The activity of EndoS on IgG has obvious benefits for S. pyogenes expressing this enzyme with potential modulation and/or evasion of an IgG-mediated response against the bacteria. We have previously demonstrated that EndoS treatment of human opsonizing IgG antibodies directed towards the cell-wall anchored M protein significantly enhances the bacterial survival in blood [26]. Therefore, in the context of an intact infecting S. pyogenes, EndoS is a potentially harmful molecule to the human host that contributes to the bacterial virulence. In contrast to this, the purified form of EndoS has substantial potential as a biotechnological tool and/or a therapeutical agent that could be beneficial for future experimental science and possibly also health care.
Our results reveal that EndoS possesses a capacity to inhibit the IgG binding to FcγRs and detach IgG bound to FcγRs on cell surfaces. We have recently been able to show that pre-treatment of arthritogenic antibodies abrogates development of arthritis in a mouse model of collagen-induced arthritis [31]. This suggests that EndoS may have potential for being further developed as a therapeutical agent in other antibody-mediated autoimmune disorders.

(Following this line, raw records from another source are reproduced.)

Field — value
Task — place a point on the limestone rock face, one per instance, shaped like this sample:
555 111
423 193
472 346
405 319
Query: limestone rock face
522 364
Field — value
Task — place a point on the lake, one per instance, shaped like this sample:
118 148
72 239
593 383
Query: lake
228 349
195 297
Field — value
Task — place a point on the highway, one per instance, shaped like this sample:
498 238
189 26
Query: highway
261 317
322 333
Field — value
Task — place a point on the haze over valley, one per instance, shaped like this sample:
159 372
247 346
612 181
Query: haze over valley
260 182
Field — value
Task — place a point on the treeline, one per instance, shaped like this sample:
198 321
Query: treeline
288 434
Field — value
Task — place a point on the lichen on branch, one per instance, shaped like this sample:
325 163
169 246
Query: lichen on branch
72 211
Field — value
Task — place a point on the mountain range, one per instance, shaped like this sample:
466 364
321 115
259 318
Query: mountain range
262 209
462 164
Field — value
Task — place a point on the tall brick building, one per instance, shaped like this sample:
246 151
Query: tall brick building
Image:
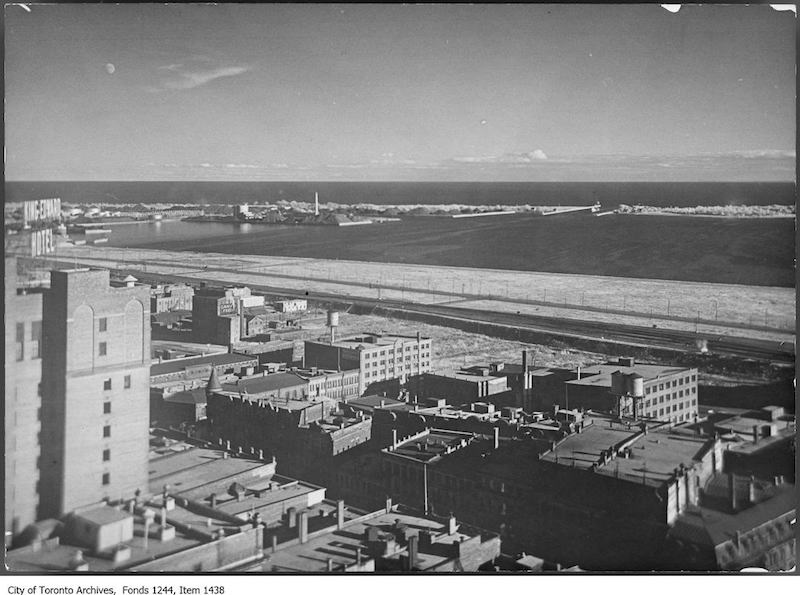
22 402
95 390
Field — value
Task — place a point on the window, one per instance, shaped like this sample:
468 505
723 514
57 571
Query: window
36 339
20 344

We suggest two principally different biotechnological uses of EndoS, one based on the IgG-glycan hydrolyzing activity of the wild-type enzyme, and the other based on the high affinity IgG-binding of EndoS(E235Q). The active enzyme could be used for in vitro treatment of whole blood or purified blood cells in order to remove IgG already bound to various FcγRs on these cells. This could facilitate the analysis of effects of specific IgG preparations added to the cells, regarding receptor binding and cellular activation, without the interference of pre-bound IgG. The inactive form of EndoS (EndoS(E235Q)) has a great potential as a specific IgG purification and detection tool. In this study we have demonstrated that EndoS(E235Q) interacts equally well with all subclasses of IgG. This is comparable to what can be seen for protein G, one of the major molecules currently used for IgG preparation and detection [32], but advantageous compared to protein A that does not bind IgG3 [33]. Protein A also binds IgM and IgA to a certain extent. We have previously shown that there is no interaction between EndoS and IgM or IgA [24]. Furthermore, we could show here that EndoS(E235Q) does not interact with IgG lacking its heavy chain glycans. This is in contrast to both protein G and protein A that bind IgG irrespective of its glycosylation state [24]. This could be especially important when only intact IgG with a certain functional effector region is required. When using currently available reagents like protein G, a second purification step using for instance a lectin column is required to obtain only the glycosylated fraction of IgG. This property of EndoS(E235Q) could be used in combination with for instance protein G to assess the glycosylation state and the functional quality of an IgG preparation.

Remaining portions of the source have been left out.